History professor Peter Baldwin has a piece on the similarities between America and Europe. One interesting bit, quoted by Reason (via Instapundit), observes:
Income is more disproportionately distributed in the US than in Western Europe. In 1998, for example, the richest 1 per cent of Americans took home 14 per cent of total income, while in Sweden the figure was only about 6 per cent. Wealth concentration is another matter, however. The richest 1 per cent of Americans owned about 21 per cent of all wealth in 2000. Some European nations have higher concentrations than that. In Sweden-despite that nation’s egalitarian reputation-the figure is 21 per cent, exactly the same as for the Americans. And if we take account of the massive moving of wealth offshore and off-book permitted by Sweden’s tax authorities, the richest 1 per cent of Swedes are proportionately twice as well off as their American peers.
I think this underscores the fact that America is the nation of new money, while Europe (or Sweden at least) is about old money. In America, the land of opportunity, an entrepreneur can start a business that makes his or her fortune, and literally millions do. Opportunity leads to income inequality, because most people (due to lesser talent or inclination) will not become entrepreneurs. In Europe, great wealth tends to be inherited to a much greater extent. You can see this in the numbers above; how else can you get wealth inequality without income inequality?

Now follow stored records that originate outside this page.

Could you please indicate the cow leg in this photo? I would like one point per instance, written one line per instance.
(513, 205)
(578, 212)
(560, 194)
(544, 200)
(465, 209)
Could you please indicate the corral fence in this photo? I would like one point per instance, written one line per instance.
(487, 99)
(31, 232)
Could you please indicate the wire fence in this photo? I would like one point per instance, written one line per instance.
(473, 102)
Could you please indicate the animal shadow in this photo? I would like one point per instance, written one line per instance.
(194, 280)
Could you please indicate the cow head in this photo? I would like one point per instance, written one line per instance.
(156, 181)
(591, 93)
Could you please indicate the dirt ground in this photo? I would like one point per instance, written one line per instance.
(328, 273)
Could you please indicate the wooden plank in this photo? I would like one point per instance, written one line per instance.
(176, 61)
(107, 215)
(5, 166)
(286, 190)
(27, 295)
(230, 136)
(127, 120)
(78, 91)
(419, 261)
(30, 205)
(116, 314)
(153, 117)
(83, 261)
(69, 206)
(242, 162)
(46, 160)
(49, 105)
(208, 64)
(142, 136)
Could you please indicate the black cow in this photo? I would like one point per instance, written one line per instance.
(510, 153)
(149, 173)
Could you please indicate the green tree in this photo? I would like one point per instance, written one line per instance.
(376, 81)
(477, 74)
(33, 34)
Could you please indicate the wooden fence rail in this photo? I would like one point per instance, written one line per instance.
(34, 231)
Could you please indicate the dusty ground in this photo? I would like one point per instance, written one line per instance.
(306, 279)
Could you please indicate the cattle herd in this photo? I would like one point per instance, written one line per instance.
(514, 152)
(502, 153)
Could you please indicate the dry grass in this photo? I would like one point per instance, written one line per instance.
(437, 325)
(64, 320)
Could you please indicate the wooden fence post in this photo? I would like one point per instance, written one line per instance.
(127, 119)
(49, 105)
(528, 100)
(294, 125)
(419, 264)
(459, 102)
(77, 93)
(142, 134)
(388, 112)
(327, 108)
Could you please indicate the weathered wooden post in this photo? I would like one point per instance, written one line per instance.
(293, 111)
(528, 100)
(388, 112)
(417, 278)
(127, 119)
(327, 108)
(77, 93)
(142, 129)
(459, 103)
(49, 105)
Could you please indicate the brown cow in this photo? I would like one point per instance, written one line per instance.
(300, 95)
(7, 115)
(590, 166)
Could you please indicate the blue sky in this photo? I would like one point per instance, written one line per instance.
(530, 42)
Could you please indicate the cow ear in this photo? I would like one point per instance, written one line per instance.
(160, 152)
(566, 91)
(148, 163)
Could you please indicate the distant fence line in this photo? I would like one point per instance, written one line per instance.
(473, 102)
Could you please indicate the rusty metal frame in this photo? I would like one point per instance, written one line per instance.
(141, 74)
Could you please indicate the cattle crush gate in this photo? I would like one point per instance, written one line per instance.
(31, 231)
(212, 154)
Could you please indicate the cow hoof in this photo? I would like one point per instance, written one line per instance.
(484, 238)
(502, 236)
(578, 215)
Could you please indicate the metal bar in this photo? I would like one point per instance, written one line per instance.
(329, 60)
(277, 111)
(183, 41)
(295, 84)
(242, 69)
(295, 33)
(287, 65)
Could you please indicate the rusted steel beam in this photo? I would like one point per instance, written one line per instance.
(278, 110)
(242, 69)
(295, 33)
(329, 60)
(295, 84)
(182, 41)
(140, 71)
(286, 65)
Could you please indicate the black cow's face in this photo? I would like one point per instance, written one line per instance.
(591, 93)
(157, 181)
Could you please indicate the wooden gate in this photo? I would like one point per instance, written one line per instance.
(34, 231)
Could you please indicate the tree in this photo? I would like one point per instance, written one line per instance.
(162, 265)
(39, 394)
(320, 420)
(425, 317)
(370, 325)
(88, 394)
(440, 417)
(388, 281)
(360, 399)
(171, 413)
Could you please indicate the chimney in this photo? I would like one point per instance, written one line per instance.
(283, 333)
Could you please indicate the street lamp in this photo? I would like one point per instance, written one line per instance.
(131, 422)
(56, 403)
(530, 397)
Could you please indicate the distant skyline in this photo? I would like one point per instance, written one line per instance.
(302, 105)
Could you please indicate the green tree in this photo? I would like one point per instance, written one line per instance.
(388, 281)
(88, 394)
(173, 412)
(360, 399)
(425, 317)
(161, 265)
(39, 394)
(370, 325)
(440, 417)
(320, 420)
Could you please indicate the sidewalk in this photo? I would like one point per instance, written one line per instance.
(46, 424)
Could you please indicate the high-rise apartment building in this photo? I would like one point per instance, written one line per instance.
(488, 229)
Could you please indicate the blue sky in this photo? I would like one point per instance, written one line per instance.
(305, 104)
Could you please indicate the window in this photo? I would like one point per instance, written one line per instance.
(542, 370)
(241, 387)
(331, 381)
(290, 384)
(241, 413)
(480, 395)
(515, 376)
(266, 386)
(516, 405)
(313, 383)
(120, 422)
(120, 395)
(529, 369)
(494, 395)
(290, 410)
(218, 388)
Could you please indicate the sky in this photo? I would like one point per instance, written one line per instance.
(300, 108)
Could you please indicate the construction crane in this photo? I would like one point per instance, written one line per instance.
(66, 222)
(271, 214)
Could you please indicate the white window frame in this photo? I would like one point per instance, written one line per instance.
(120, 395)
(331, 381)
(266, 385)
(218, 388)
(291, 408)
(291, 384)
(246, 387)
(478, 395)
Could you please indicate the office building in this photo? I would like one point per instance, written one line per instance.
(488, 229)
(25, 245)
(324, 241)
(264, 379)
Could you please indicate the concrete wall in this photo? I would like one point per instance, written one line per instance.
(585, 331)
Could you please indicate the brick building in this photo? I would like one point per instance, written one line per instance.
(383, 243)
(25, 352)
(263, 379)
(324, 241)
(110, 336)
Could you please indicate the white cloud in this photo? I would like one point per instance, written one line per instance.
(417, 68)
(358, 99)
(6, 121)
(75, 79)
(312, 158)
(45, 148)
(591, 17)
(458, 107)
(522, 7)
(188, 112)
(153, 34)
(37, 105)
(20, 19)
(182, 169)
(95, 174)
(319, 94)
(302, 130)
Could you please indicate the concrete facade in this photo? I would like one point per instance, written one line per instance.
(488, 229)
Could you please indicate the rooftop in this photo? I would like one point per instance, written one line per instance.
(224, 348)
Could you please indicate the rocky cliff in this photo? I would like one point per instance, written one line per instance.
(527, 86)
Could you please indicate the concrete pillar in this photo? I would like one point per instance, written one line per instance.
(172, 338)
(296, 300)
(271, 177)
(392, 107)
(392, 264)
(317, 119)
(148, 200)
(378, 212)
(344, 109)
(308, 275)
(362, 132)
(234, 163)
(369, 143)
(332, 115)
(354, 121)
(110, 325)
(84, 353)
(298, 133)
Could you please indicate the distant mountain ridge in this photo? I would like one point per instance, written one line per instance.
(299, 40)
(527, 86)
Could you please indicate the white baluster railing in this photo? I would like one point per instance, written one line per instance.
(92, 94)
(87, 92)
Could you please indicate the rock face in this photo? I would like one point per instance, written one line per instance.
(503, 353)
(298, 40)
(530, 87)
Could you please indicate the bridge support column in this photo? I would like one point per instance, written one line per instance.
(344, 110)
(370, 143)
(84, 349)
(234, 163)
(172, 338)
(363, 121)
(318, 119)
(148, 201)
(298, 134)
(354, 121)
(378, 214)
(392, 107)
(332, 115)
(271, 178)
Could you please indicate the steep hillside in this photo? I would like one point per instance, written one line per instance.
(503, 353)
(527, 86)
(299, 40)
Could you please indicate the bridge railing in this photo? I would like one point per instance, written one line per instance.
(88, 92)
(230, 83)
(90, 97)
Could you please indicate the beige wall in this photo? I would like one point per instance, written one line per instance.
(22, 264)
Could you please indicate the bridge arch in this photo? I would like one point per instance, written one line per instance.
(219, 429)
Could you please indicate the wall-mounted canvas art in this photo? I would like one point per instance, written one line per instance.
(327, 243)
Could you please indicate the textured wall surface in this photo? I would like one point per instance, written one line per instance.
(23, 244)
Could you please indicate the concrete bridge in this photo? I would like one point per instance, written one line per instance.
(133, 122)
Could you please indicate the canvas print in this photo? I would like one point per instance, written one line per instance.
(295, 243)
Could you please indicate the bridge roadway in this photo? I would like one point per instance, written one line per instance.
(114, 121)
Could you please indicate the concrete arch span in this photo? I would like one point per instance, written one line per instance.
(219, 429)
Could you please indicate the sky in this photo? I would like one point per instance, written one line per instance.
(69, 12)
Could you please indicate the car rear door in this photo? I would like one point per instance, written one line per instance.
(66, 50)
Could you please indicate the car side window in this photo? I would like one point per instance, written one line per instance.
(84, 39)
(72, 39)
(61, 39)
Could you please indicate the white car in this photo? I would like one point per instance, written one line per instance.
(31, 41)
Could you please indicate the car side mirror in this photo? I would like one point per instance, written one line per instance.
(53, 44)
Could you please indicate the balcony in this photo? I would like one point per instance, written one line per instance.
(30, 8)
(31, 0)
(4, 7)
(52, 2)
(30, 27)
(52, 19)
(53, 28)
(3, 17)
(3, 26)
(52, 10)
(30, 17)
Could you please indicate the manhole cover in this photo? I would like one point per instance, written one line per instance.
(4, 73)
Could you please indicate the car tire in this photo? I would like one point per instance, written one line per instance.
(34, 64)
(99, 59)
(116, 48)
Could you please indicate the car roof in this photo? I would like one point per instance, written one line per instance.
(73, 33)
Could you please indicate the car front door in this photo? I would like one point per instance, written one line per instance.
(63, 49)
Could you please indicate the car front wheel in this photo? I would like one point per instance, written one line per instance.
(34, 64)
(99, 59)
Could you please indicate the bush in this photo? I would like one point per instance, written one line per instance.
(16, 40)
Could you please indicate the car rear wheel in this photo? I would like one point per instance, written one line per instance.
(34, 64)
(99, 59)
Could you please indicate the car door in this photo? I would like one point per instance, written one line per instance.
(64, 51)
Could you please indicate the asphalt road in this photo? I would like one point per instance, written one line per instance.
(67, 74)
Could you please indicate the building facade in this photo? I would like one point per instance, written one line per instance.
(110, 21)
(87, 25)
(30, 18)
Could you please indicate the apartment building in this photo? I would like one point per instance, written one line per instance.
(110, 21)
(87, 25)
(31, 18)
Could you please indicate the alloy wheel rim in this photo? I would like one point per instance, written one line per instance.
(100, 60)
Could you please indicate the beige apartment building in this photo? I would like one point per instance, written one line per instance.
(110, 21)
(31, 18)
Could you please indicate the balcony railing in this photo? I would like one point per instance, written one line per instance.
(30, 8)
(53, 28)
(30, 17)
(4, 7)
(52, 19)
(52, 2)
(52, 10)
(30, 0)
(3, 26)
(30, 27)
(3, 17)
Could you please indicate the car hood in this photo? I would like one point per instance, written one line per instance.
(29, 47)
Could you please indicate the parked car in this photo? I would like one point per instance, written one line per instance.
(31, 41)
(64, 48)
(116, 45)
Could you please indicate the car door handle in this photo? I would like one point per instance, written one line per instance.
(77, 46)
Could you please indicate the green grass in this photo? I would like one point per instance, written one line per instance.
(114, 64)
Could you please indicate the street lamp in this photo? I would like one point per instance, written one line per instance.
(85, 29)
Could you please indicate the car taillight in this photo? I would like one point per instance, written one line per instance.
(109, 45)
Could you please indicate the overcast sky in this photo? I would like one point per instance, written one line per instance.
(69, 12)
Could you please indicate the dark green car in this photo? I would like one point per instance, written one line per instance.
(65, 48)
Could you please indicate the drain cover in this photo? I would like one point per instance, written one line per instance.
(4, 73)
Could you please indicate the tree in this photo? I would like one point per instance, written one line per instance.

What this illustrates is that income equality shouldn’t even be a goal. All income equality does is keep people from becoming rich. It bars the gates to affluence. Instead, the goal ought to be freedom, to place no obstacles in front of any person’s right to realize his or her potential. Naturally, some people will become rich. That’s a good thing.
POSTSCRIPT: Yes, I realize that by using Baldwin’s numbers to highlight a difference rather than a similarity I am missing his point.